BBA chief executive Anthony Browne: ‘Banks in the UK already pay more than £40bn in taxes each year, helping to fund schools and hospitals across the country. The bank levy imposes a significant cost on banking businesses in the UK, which is making many banks move work and jobs to other parts of the world, and is deterring international banks from investing in the UK. This major increase in the bank levy is likely to accelerate that process and damage the competitiveness of the UK economy. This will also further disadvantage UK headquartered banks by increasing tax on their overseas activities, while their competitors in those markets do not pay this tax at all.’

Dan Thomas, UK head of retail banking, KPMG: ‘While the overall impact of the Budget measures was negative for banks, there was some good news. In particular, the new personal savings allowance which will see 17m savers no longer paying tax will considerably ease the administrative burden for banks and building societies. This represents a form of payback for firms which have invested heavily in their back-office systems and will help to reduce friction in the system. Also, the new Help to Buy ISA for first-time buyers will help mortgage providers get closer to their customers much earlier in the house-buying process than before. Taken together, both these measures will help to attract more deposits among banks' more important customer types—savers and first-time buyers.’
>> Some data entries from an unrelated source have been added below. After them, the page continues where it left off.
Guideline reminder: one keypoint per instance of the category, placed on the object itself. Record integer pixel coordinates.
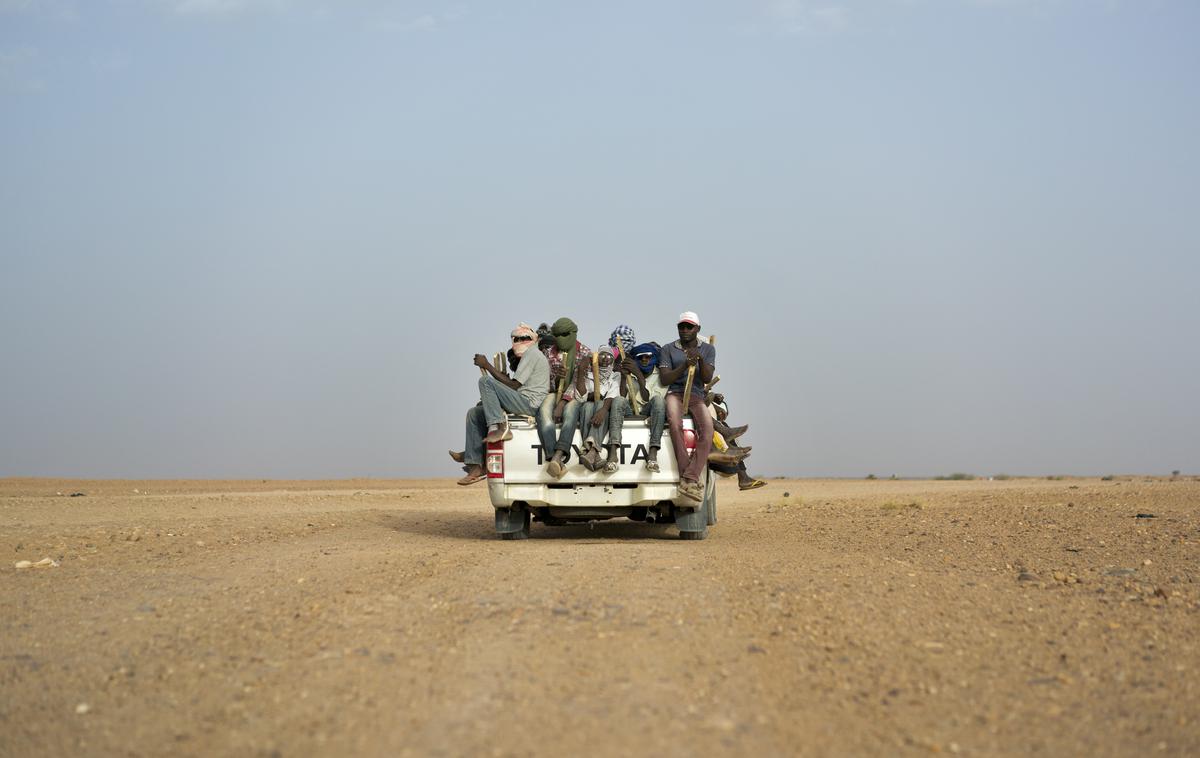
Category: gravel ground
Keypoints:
(384, 618)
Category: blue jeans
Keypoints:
(497, 399)
(657, 411)
(546, 429)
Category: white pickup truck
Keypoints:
(522, 491)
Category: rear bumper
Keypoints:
(598, 497)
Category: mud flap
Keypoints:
(695, 519)
(510, 519)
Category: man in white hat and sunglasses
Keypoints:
(673, 362)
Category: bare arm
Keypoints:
(486, 365)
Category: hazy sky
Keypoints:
(264, 239)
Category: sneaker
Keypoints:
(591, 459)
(693, 491)
(498, 433)
(473, 475)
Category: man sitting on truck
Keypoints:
(649, 401)
(604, 416)
(568, 360)
(522, 393)
(675, 360)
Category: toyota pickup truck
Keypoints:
(522, 491)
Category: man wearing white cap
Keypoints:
(673, 362)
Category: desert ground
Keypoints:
(821, 617)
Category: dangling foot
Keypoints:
(652, 461)
(748, 482)
(555, 465)
(732, 433)
(610, 465)
(474, 474)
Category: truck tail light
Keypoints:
(495, 462)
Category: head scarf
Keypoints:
(648, 347)
(622, 337)
(523, 330)
(567, 328)
(545, 340)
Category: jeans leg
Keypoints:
(585, 414)
(570, 421)
(703, 425)
(621, 408)
(597, 432)
(477, 428)
(546, 429)
(675, 428)
(499, 398)
(658, 414)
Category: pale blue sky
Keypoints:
(263, 239)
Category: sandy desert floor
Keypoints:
(1024, 617)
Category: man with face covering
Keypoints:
(673, 362)
(568, 360)
(603, 417)
(651, 398)
(521, 393)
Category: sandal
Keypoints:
(472, 477)
(691, 491)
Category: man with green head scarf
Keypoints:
(568, 362)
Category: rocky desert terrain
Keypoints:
(379, 618)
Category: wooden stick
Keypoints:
(595, 377)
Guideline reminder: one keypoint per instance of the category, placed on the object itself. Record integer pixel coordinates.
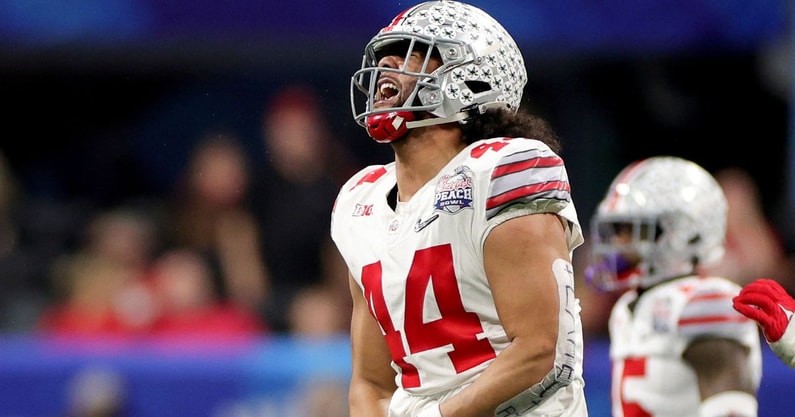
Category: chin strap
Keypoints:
(391, 126)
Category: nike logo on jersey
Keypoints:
(421, 224)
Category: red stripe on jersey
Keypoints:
(540, 162)
(371, 176)
(714, 319)
(526, 191)
(710, 296)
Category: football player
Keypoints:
(678, 347)
(460, 249)
(769, 304)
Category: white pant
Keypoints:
(567, 402)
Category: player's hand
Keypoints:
(766, 302)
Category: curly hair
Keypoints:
(504, 123)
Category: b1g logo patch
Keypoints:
(454, 192)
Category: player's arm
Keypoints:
(372, 378)
(768, 303)
(724, 382)
(518, 257)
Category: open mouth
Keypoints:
(387, 94)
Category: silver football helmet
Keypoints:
(481, 67)
(661, 217)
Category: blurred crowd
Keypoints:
(232, 249)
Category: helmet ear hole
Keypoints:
(478, 86)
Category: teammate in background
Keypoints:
(769, 304)
(678, 347)
(459, 251)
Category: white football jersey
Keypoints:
(650, 377)
(421, 266)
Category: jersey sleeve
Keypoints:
(529, 178)
(708, 312)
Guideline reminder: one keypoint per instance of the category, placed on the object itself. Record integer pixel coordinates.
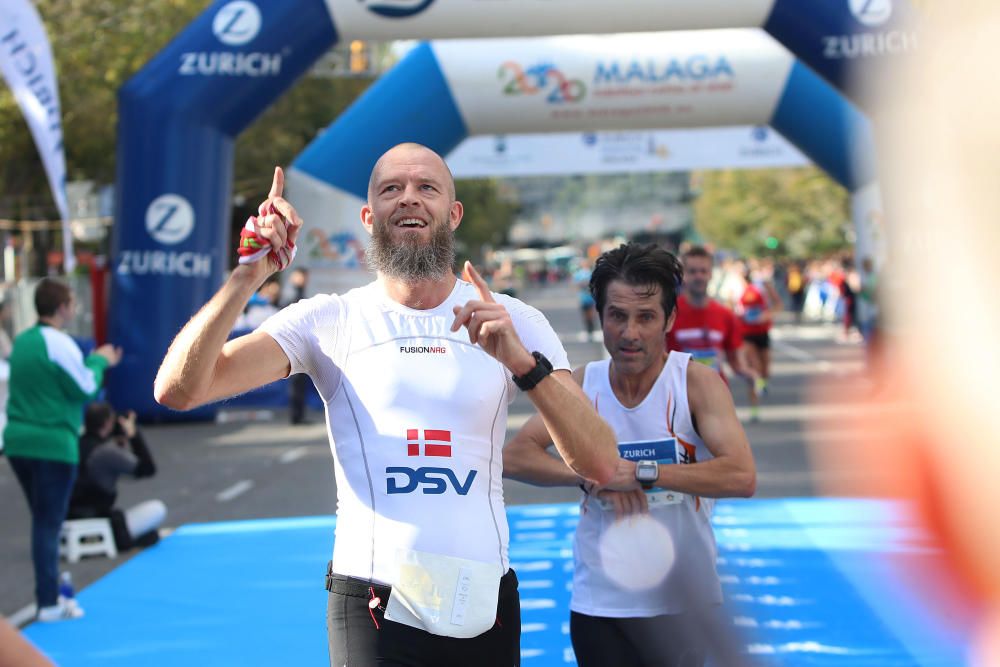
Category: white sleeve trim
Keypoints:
(65, 353)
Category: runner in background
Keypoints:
(705, 328)
(755, 313)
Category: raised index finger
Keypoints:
(473, 277)
(278, 184)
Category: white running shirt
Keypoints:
(416, 416)
(628, 573)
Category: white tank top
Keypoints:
(663, 563)
(416, 416)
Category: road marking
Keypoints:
(795, 352)
(293, 454)
(236, 489)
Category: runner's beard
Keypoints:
(409, 259)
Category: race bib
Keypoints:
(661, 451)
(444, 595)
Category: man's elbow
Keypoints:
(747, 484)
(172, 398)
(601, 470)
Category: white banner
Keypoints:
(621, 152)
(26, 63)
(440, 19)
(702, 78)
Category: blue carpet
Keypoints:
(807, 582)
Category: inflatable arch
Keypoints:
(705, 78)
(179, 115)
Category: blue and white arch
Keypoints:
(705, 78)
(179, 116)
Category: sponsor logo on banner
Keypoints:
(397, 9)
(654, 86)
(760, 146)
(626, 148)
(430, 480)
(870, 13)
(544, 78)
(235, 24)
(169, 221)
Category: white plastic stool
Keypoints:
(86, 537)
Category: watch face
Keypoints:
(646, 471)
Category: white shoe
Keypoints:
(66, 609)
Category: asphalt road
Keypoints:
(258, 467)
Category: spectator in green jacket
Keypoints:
(50, 381)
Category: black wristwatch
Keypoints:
(646, 473)
(528, 381)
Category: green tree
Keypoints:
(489, 213)
(805, 211)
Anna Anthony, head of EMEIA Tax for financial services at EY: ‘This is a three-fold increase in the bank levy in just four years and once again is anti-competitive for our own UK banks. It will hit UK headquartered banks hardest as it’s a tax on their entire global balance sheets, whereas foreign banks in the UK are only taxed on their UK liabilities. The constant tinkering with the tax regime for banks in the UK is unhelpful, and in the long-term unsustainable—the industry will definitely be looking for a commitment to a more certain tax environment in the future.’

The views expressed by our Legal Analysis interviewees are not necessarily those of the proprietor.